Healthcare-workers and transgender clients: Mackereth in the EAT

Background

Dr David Mackereth had been recruited by Advanced Personnel Management Group as a Health and Disabilities Assessor on behalf of the DWP. He was contracted to assess individuals for disability-related benefits, some of whom were contemplating, undergoing or had undergone gender reassignment. However, he believed in the truth of Genesis 1:27 – that “male and female He created them” – and, therefore, that a person could not change his or her sex/gender at will and that it would be irresponsible and dishonest for, eg, a health professional to accommodate and/or encourage a patient’s “impersonation” of the opposite sex.

Because of those beliefs, he refused as a matter of conscience to refer to clients using the pronoun of their choice – which was what the DWP required him to do.

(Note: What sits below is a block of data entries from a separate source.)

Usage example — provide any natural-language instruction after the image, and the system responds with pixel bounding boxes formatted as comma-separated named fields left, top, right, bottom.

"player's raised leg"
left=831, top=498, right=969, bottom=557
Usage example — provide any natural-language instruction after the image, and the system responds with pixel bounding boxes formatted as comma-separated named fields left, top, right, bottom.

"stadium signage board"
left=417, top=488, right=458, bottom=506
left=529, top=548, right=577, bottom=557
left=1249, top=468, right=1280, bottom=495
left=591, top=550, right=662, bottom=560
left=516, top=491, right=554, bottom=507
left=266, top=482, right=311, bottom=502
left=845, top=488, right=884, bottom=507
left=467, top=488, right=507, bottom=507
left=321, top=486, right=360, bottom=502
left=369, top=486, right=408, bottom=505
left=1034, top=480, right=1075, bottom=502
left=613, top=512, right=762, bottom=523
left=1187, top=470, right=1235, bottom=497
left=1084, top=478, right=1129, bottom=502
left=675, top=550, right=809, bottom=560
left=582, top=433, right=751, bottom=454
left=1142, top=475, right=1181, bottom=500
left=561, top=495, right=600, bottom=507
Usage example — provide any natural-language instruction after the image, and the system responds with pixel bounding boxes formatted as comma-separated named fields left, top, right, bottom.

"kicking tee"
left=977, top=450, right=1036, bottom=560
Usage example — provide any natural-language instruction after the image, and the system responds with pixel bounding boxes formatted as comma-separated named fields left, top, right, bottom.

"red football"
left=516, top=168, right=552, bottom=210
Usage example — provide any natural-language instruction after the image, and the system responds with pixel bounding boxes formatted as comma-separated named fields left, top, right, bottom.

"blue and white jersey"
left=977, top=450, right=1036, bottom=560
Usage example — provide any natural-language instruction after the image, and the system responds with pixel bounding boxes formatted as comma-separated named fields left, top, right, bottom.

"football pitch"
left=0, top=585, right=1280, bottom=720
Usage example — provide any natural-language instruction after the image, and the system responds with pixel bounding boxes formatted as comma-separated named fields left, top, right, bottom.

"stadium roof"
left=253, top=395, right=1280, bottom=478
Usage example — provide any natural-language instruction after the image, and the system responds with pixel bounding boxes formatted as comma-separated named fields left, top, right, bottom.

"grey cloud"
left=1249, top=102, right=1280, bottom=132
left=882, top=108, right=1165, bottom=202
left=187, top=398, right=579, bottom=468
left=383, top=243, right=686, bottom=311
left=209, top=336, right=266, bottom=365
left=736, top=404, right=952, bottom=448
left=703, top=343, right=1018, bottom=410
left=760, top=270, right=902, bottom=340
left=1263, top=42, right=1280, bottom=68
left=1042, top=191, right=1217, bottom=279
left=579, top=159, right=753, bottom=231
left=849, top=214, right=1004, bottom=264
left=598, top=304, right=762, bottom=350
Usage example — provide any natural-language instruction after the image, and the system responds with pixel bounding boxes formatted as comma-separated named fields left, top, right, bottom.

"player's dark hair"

It later became apparent the issue also extended to styles and titles of address. He was suspended and, ultimately, sacked. An Employment Tribunal rejected his claim for direct discrimination and harassment: we noted the judgment here.

He appealed, and in Mackereth v Department for Work and Pensions & Anor [2022] EAT 99 he was equally unsuccessful.

The judgment

It was common ground before the ET that Christianity was a protected characteristic, but the respondents did not accept that that protection applied to the further matters relied on by Dr Mackereth: belief in Genesis 1:27, lack of belief in transgenderism and conscientious objection to transgenderism [35]. The ET had concluded that all beliefs three failed the test in Grainger plc v Nicholson [2010] ICR 360 EAT [36].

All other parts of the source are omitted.